Luxembourg, 23/02/2006 (Agence Europe) - Les titulaires de hautes fonctions doivent être compétents sur le plan professionnel, mais ils doivent aussi avoir un comportement irréprochable, vient de souligner l'Avocat général Geelhoed qui propose qu'Edith Cresson, ancienne Commissaire européenne accusée de favoritisme envers deux de ses amis, soit condamnée par la Cour de justice européenne à une déchéance de 50% de ses droits à pension de Commissaire.
De ses longues conclusions, Leendert Geelhoed a tiré un communiqué dans lequel il souligne que
« c'est à juste titre » que la Commission accuse Edith Cresson de favoritisme en violation de ses obligations de Commissaire. Et d'indiquer: « les différents faits sont révélateurs d'un comportement de principe traduisant la volonté de Mme Cresson, pendant son mandat de membre de la Commission, d'utiliser cette fonction pour en étendre les avantages à des amis personnels et ce, au détriment du budget communautaire ». Leendert Geelhoed estime que la sanction pécuniaire doit être la déchéance partielle (de 50%) - et non totale - de ses droits à pension du fait d'un certain nombre d'éléments qui doivent atténuer la sévérité de la sanction, à savoir: le laps de temps écoulé entre la cessation de ses fonctions de Commissaire et l'introduction de l'instance, l'atteinte déjà portée à sa réputation et la culture générale qui prévalait à l'époque au sein de la Commission.
L'arrêt sera rendu dans les mois à venir.
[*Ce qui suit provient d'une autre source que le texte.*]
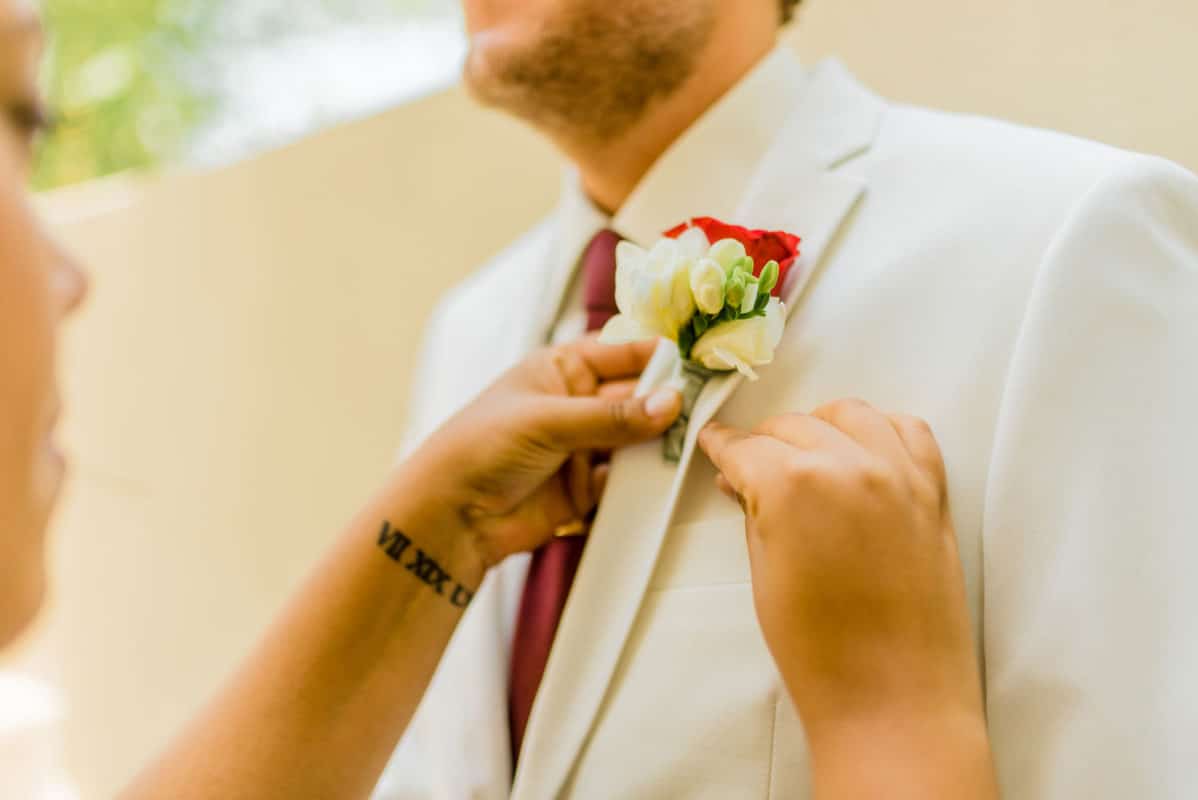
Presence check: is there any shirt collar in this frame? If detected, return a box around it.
[557,44,805,259]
Il n'y a jamais eu de statistiques quant au nombre de cas dans lesquels les Avocats généraux sont suivis par la Cour ; le chiffre de 80% qui circule depuis des années tient compte des affaires similaires à des affaires déjà jugées et sur lesquelles la Cour ne peut que confirmer ce que disent ses Avocats généraux.
Au cours de l'audience des parties, les avocats d'Edith Cresson avaient plaidé l'acharnement institutionnel dans un dossier vide, alors que les représentants de la Commission voyaient des faits de favoritisme commis au plus haut de l'institution pendant des années (voir EUROPE n° 9076).
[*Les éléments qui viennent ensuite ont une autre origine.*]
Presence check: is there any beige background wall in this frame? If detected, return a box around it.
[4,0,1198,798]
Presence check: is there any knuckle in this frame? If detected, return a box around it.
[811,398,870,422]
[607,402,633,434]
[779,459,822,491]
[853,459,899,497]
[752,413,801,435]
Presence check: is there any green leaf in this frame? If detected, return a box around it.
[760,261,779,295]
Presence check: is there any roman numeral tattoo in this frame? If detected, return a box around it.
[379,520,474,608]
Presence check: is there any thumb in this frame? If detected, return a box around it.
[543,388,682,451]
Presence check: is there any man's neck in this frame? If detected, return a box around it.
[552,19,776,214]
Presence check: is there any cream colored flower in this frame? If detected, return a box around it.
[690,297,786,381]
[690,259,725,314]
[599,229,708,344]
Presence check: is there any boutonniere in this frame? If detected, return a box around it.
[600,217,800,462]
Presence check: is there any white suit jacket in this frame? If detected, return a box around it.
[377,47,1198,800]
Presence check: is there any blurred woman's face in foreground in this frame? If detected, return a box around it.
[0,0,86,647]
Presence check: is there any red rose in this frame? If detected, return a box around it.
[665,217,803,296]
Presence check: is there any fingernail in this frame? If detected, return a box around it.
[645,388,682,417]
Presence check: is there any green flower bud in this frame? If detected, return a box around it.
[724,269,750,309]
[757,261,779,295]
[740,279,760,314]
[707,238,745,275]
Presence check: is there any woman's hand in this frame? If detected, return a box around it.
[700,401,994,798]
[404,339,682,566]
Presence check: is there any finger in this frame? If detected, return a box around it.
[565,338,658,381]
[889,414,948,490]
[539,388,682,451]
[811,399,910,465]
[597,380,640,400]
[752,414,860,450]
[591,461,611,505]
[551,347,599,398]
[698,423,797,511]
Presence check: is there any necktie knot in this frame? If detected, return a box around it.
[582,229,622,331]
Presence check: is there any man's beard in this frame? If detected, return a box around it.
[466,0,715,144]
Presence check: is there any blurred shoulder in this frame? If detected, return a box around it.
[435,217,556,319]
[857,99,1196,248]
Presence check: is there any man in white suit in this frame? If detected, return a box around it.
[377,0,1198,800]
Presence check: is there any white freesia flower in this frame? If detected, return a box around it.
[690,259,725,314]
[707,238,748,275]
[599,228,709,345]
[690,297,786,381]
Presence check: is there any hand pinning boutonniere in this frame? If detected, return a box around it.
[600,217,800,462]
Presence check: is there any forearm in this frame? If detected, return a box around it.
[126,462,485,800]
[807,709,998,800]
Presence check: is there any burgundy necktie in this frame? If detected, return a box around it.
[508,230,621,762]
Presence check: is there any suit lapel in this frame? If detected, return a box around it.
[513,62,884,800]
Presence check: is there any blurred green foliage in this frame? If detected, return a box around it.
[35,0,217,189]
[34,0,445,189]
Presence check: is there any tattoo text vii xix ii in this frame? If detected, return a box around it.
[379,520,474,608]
La Commission avait accusé Edith Cresson d'avoir recruté un stomatologue, le Docteur René Berthelot, au mépris des règles administratives en vigueur (« le dentiste d'Edith Cresson » est une expression d'un journal satirique français, qui s'est imposée même à la Commission). Elle lui reprochait aussi d'avoir fait une offre de contrat (jamais exécuté) à un avocat d'affaires, Timm Riedinger.